Brassington remains upbeat, pointing to Manchester's high graduate retention rate, which continues to underpin growth. But there are signs that for some in the Manchester residential sector the city's boom is itself causing a problem. Land prices are up, construction costs are up, and potential tenants have a wider choice than ever. Together that spells trouble.
“Undoubtedly some schemes are better than others, but Manchester has high land values and high construction costs, which puts pressure on profitability and that in turn means pushing rents up," JMW Solicitors Head of Real Estate Commercial Ruth McCarthy said. "There’s still lots of cranes on the skyline, and supply won’t peak until 2021, there is still demand. But survival for developers will be about who gets the rentals attractive for investors and also provides the facilities tenants are willing to pay for, and the big factor there is that today occupiers have choices.
“Developers are scrutinising costs because the margins are nothing like what they were back in the day. A few years ago they were looking at roughly a third land, a third construction and a third for them. Today they would be lucky, very lucky, to hit 20% margins, and so people are looking at build costs.”
Margins shrinking but not vanishing
Glenbrook has reached practical completion at The Trilogy, a 232 apartment build-to-rent scheme on Ellesmere Street in Castlefield. The 220K SF scheme was forward funded by The Moorfield Group in a £40M deal, and incorporates a series of features specifically for the mid-market BTR tenant.
“I don’t think the Inhabit scheme is a good barometer," Sherry said. "It missed the BTR market at its height, and has remained empty, it's right next to a railway line with buildability issues. A more conservative scheme could be delivered there and probably will be. But that aside, nothing in the BTR market has really changed, as the Q1 BTR figures show.”
Sherry said well-located and well-priced schemes will still attract investors and tenants, but that finding those well-located sites requires more ingenuity.
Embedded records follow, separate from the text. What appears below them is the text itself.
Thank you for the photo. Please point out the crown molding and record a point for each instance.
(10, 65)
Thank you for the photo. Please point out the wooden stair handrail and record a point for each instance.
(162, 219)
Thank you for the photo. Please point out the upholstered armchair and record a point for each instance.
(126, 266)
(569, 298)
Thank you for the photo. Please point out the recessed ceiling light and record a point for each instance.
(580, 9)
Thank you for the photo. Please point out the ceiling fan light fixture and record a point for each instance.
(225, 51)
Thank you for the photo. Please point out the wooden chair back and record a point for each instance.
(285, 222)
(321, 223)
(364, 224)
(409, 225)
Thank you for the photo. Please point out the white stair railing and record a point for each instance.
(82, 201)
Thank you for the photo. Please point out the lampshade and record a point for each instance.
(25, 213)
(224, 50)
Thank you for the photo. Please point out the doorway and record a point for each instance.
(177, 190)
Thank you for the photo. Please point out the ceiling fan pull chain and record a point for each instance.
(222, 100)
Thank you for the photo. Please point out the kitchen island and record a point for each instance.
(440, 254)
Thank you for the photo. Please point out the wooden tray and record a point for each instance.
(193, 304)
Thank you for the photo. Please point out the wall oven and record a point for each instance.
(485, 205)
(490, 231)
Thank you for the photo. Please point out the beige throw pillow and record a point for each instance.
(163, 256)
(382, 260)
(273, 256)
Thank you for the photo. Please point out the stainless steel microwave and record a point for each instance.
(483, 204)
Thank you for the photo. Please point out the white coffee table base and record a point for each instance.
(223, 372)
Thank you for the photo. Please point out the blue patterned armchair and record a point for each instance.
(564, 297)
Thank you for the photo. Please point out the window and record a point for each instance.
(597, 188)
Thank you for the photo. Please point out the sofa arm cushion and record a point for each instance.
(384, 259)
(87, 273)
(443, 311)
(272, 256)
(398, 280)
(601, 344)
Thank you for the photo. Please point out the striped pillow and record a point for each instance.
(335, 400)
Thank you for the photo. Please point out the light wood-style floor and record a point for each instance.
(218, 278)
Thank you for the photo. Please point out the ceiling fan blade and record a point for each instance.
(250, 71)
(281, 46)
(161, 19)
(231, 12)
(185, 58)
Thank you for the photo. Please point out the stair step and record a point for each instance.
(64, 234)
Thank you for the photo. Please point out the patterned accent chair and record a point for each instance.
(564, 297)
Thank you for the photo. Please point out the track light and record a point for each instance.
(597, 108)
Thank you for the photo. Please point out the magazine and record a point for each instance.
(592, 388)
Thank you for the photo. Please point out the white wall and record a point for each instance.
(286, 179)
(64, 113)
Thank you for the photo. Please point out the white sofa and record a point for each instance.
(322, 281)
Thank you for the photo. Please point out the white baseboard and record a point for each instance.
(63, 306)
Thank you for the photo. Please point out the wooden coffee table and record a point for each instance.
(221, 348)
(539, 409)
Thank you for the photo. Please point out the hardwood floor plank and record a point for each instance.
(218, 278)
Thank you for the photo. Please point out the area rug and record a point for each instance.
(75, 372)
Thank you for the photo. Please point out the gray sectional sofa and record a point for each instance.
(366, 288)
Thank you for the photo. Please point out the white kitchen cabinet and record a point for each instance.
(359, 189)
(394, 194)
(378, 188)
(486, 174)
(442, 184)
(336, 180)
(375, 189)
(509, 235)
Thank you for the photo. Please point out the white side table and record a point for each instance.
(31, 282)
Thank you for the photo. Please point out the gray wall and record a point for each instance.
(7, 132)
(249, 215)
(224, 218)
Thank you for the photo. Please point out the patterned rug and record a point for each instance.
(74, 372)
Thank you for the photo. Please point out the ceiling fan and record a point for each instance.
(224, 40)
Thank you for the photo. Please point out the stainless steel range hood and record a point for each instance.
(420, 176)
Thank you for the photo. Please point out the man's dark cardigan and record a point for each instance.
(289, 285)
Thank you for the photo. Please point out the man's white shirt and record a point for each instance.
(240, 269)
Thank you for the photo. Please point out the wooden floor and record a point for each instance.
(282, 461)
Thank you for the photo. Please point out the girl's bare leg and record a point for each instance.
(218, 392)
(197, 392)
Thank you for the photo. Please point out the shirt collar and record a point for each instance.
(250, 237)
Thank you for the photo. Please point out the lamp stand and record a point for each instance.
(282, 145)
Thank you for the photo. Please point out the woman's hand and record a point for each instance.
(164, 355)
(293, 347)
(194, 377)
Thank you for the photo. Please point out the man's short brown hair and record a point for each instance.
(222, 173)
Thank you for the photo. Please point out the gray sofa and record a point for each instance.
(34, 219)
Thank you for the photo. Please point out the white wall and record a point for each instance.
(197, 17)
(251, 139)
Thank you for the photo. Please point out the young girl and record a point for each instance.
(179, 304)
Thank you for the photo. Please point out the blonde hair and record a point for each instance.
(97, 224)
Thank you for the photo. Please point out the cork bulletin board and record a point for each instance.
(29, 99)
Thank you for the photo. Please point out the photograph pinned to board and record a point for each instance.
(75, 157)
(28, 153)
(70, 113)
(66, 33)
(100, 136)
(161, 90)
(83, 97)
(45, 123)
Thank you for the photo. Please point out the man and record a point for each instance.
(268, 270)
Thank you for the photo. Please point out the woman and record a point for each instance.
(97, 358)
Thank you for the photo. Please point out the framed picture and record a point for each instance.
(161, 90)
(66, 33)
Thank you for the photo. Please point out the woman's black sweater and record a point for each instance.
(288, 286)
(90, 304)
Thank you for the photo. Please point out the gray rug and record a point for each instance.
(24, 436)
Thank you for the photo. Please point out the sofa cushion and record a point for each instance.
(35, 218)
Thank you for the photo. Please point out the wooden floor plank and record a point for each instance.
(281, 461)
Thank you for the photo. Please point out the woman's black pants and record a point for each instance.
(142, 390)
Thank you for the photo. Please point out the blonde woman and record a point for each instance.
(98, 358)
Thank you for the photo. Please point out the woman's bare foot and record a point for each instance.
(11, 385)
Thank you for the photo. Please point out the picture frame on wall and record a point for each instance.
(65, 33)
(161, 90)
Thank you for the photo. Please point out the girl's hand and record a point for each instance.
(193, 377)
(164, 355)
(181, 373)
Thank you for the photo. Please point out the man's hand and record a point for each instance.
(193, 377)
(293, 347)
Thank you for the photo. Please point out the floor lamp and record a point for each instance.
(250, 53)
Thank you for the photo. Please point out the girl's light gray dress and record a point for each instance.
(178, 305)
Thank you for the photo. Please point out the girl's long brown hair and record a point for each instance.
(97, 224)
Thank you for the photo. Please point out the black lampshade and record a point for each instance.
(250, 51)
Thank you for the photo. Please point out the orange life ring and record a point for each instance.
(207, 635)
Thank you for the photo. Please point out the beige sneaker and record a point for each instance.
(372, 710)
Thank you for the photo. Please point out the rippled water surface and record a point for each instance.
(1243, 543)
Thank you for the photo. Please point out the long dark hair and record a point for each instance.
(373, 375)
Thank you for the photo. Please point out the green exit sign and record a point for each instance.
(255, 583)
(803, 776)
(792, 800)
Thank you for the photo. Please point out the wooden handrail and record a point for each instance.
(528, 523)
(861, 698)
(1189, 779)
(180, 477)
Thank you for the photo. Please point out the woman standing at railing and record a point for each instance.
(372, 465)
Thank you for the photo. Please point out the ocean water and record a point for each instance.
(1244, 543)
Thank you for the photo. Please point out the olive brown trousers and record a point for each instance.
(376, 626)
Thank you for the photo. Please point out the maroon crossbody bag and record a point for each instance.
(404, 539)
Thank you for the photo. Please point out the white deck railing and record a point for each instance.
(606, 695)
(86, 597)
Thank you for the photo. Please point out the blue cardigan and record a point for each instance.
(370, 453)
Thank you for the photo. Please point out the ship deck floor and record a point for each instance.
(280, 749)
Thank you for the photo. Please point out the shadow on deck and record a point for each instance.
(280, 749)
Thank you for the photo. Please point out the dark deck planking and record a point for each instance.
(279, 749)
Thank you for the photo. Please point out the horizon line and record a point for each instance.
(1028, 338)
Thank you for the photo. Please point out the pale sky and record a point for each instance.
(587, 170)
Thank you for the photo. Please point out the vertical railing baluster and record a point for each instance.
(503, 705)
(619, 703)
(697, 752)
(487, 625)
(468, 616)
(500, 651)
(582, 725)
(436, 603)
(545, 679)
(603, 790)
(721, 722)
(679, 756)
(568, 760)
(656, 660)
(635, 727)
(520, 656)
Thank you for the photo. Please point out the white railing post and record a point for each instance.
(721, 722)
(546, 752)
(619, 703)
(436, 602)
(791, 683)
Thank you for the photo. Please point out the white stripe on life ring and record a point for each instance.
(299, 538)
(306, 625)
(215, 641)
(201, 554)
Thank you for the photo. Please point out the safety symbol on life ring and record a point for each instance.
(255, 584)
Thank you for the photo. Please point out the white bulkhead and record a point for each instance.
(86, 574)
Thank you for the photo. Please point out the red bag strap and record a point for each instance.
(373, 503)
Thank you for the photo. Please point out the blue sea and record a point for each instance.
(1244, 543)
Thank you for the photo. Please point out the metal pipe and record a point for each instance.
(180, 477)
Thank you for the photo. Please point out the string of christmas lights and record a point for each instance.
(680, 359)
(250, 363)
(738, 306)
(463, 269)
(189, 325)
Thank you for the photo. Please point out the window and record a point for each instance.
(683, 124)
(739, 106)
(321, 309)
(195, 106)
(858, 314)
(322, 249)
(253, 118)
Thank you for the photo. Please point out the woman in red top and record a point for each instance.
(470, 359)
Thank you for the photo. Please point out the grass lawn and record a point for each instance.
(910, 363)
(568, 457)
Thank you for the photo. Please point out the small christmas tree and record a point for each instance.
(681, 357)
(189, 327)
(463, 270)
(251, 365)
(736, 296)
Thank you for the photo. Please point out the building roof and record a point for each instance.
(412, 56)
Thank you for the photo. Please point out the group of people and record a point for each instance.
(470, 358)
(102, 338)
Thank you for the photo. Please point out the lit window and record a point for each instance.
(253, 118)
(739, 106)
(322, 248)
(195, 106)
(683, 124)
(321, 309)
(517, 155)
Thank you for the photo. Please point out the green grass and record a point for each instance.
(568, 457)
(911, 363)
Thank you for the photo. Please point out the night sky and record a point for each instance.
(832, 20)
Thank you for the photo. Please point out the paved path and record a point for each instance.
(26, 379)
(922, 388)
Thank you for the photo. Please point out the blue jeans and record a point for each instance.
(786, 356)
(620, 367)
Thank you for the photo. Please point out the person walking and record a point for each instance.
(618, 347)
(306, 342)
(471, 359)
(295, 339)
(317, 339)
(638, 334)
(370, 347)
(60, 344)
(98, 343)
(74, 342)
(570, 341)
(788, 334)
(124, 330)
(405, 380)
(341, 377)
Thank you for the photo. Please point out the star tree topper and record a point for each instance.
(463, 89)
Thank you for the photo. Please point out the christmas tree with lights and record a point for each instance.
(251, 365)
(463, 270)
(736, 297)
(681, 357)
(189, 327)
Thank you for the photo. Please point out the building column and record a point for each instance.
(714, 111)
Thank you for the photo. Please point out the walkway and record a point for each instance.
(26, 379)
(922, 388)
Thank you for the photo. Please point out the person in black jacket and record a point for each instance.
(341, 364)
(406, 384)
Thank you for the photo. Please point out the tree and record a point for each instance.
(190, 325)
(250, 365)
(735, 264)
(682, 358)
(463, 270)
“It’s a challenge but there are still plenty of opportunities as the tram lines extended, and in surrounding boroughs. I don’t think everyone’s margins have been affected in the same way, although for everyone land values have gone up and so have construction costs. I think it depends how cautious a developer is, and some prefer not to put the viability under so much pressure by bidding high on land costs,” Sherry said.
“There’s also pressure on margins from the fact that where there were two developers for every site, there are now 10, as well as build-for-sale developers who sold overseas now looking to the UK institutional market to build BTR. But we have another 600 Manchester BTR units starting in the next 12 months, so it's not a sector we’re worried about.”
Inhabit’s Whitworth Street scheme is well-located, as several other developments in the immediate vicinity attest. It has planning permission, and if the timetable is to be believed, it is close to finding a joint venture partner. No doubt it will happen in some form. But in the next two years Manchester may find more schemes moving more slowly, as developers face up to a squeeze from contractors at one end, and potential rent-paying tenants at the other.